13 Haziranda yoğun bakımdan çıktığında da öyle umutluydu ki gelecek günlerden. Geçirdiği operasyonun ciddiyeti umurunda bile değildi. Hep çok iyi bir öğrenci olmuştur Köksal. Büyük bir aşkla okuyordu, gerek sendikacılıktan gerek iş yüzünden okuyamadıklarını kaçırdıklarını yakalamaya çalışıyordu iyileşme döneminde. Nasılsın yeni kalp diye sorduğumda, umutla -öğrenecek çok şey yürünecek çok yol var- demişti. Sevginin emek olduğunu ve bu emeğin mücadele ile iç içe olduğunu öyle içlice bilirdi ki dilinden düşürmediği emeğin örgütlenmesinin önemini aşkla anlatırken gözlerinde denizler dalgalanırdı. Şimdi aklımda, yüreğimde onun o her zaman naif duruşu ve yürekli coşkusu.
Ama bu söylediklerin gerçekçi değil demiştim 25 Haziran seçim sonuçlarını konuşurken, gerçekçi olmamalısın zaten, yoksa düşünemediklerinle nasıl mücadele edeceksin demişti.
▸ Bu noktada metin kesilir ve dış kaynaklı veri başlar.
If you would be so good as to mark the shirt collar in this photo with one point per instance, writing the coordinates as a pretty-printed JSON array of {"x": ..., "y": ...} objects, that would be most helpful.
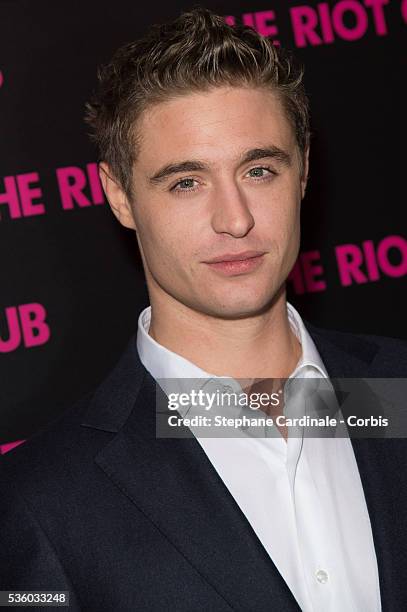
[{"x": 163, "y": 363}]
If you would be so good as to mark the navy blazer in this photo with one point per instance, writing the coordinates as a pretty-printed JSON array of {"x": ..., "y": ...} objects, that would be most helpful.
[{"x": 95, "y": 504}]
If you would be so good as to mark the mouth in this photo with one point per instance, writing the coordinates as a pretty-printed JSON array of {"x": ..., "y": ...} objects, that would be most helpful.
[{"x": 236, "y": 263}]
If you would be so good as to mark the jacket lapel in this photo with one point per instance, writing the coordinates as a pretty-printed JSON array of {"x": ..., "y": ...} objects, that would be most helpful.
[{"x": 172, "y": 482}]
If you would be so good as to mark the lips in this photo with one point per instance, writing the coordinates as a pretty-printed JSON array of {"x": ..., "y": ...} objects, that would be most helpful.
[
  {"x": 235, "y": 256},
  {"x": 236, "y": 264}
]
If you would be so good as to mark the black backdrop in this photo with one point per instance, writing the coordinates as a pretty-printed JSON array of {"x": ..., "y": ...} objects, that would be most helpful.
[{"x": 70, "y": 277}]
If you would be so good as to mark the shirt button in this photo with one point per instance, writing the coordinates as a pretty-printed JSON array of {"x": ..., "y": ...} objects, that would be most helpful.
[{"x": 322, "y": 576}]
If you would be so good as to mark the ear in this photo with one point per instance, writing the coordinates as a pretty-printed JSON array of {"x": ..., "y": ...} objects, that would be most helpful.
[
  {"x": 116, "y": 197},
  {"x": 304, "y": 175}
]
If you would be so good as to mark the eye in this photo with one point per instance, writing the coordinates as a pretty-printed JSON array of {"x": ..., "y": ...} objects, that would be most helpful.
[
  {"x": 186, "y": 184},
  {"x": 261, "y": 172}
]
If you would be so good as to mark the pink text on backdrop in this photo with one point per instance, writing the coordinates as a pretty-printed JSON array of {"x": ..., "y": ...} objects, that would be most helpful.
[
  {"x": 306, "y": 275},
  {"x": 25, "y": 325},
  {"x": 19, "y": 193},
  {"x": 81, "y": 188},
  {"x": 369, "y": 262},
  {"x": 347, "y": 20},
  {"x": 261, "y": 21}
]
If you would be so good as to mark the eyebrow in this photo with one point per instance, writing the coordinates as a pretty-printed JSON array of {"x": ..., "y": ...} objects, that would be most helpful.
[{"x": 195, "y": 165}]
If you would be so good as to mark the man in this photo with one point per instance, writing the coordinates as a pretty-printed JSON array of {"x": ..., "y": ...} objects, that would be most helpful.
[{"x": 204, "y": 138}]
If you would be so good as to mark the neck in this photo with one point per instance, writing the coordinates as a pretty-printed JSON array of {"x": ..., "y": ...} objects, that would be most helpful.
[{"x": 261, "y": 346}]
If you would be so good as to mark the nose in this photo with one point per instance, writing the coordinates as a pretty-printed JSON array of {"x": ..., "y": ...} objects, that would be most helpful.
[{"x": 231, "y": 212}]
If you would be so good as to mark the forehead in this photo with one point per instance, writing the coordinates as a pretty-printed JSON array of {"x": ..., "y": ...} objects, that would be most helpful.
[{"x": 213, "y": 125}]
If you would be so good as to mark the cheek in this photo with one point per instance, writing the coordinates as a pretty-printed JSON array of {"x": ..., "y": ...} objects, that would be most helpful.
[{"x": 164, "y": 239}]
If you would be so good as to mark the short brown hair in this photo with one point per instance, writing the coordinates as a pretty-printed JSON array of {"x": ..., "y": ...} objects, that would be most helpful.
[{"x": 195, "y": 52}]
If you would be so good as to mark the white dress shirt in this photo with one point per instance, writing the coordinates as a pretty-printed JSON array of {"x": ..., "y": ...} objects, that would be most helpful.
[{"x": 303, "y": 497}]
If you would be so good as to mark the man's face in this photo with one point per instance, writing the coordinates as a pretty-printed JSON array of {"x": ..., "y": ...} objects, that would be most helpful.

Ne kadar da haklıydı. Köksal’ın devrimci ve çocuksu coşkunluğu beni, seçim sonuçlarının çok ötesinde aydınlık ve özgür düşlere bile taşımıştı böylece.

Aramızdaki yaş farkını unutsam bir ilkokul çocuğunun heyecanı vardı sesinde Köksal’ın diyebilirim. Uzun uzun anlatırdı solu, solun örgütleyemediklerini neden örgütleyemediğini, ortak ve derin yanlışların kaynağını, örgütlenmenin önemini, hasretlerini, sendikadaki gözlemlerini.

Bir de hep umut ve hasretle anlatırdı memleketi Şavşat’a dair hayallerini Köksal, Karadeniz’in çocuksu yeşilliğine olan hasretini. Şimdi Şavşat’ın sonsuz yeşilliklerinde, mücadelenin aydınlığıyla kurulmuş bir sofradan elinde sazın, masmavi titrek sesinle “Merhaba” diyorsun bizlere biliyorum dostum.